HUPO-PSI Recommendation · Working Draft

File Format Specification¶

An open, columnar, random-access file format for storing mass spectra, chromatograms, and rich instrument metadata — designed to succeed mzML for modern, large-scale mass spectrometry.

Status: Draft Version 0.9 · Draft 5 Built on Apache Parquet CC-BY-ND 4.0

This is a working draft

This document is a DRAFT under active revision and has not yet been ratified through the HUPO-PSI Document Process. Content, schemas, and controlled-vocabulary terms may change. Feedback is explicitly solicited — please open an issue.

Abstract¶

mzPeak is an open, next-generation file format for mass spectrometry data. Advances in MS instrumentation — higher resolution, faster scan rates, greater sensitivity, and the growing use of ion mobility and imaging — have sharply increased the volume and dimensionality of the data produced in proteomics, metabolomics, and lipidomics. Established open formats such as mzML and imzML increasingly struggle with the resulting file sizes, data-access patterns, and metadata demands, while vendor-specific formats offer faster access at the cost of interoperability and long-term archival stability. mzPeak is designed to address these needs as a community standard; the motivation and design rationale are set out in the accompanying white paper (1).

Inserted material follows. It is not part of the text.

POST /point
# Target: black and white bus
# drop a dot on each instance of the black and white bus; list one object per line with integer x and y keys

The format takes a hybrid approach: an archive of Apache Parquet tables — packaged in an uncompressed ZIP container, or an unpacked directory, together with a small JSON index — that stores numerical signal data as compact, columnar binary while keeping metadata both human- and machine-readable and anchored in the PSI-MS controlled vocabulary. Building on the widely available Apache Parquet and Apache Arrow libraries rather than a single core implementation, the on-disk structure is language-independent. Uncompressed archive members and a required Parquet page index let a reader locate and decode a single spectrum without parsing an entire run, the basis for random access from local disk, object storage, or over HTTP. This document specifies that format: its container, signal-data layouts, index file, and metadata model.

What you'll find here¶

Introduction

Why mzPeak exists, what problems it solves, and a high-level tour of an archive.

Overview & motivation
Foundations

A short Parquet primer and how multiple Parquet files are bundled into one archive.

Parquet & containers
Data Layouts

Packed metadata tables, the array index, and the point & chunked signal layouts.

Layouts
Archive Organization

The mzpeak_index.json file, data kinds, and entity types that organise a run.

The index file
File Schemas

Concrete column-level schemas for spectra, chromatograms, and wavelength spectra.

Schemas
Implementations

The read/write libraries — Rust, Python, R, C#, Java, JavaScript/TypeScript, and C++.

Implementations
Tools

Converters, the conformance validator, browser viewers, and example data.

Tools
Reference

Glossary, bibliography, authorship, and the intellectual-property statement.

Reference

Anatomy of an archive¶

An mzPeak archive (.mzpeak) is a small set of named files:

File	Contents
`mzpeak_index.json`	Manifest describing every file in the archive by entity type and data kind.
`spectra_metadata.parquet`	Spectrum-level and file-level metadata (descriptions, scans, precursors, selected ions).
`spectra_data.parquet`	Spectrum profile signal data, in point or chunked layout.
`spectra_peaks.parquet` (optional)	Spectrum centroid signal, stored separately from profile data.
`chromatograms_metadata.parquet`	Chromatogram-level and file-level metadata.
`chromatograms_data.parquet`	Chromatogram signal data, in point or chunked layout.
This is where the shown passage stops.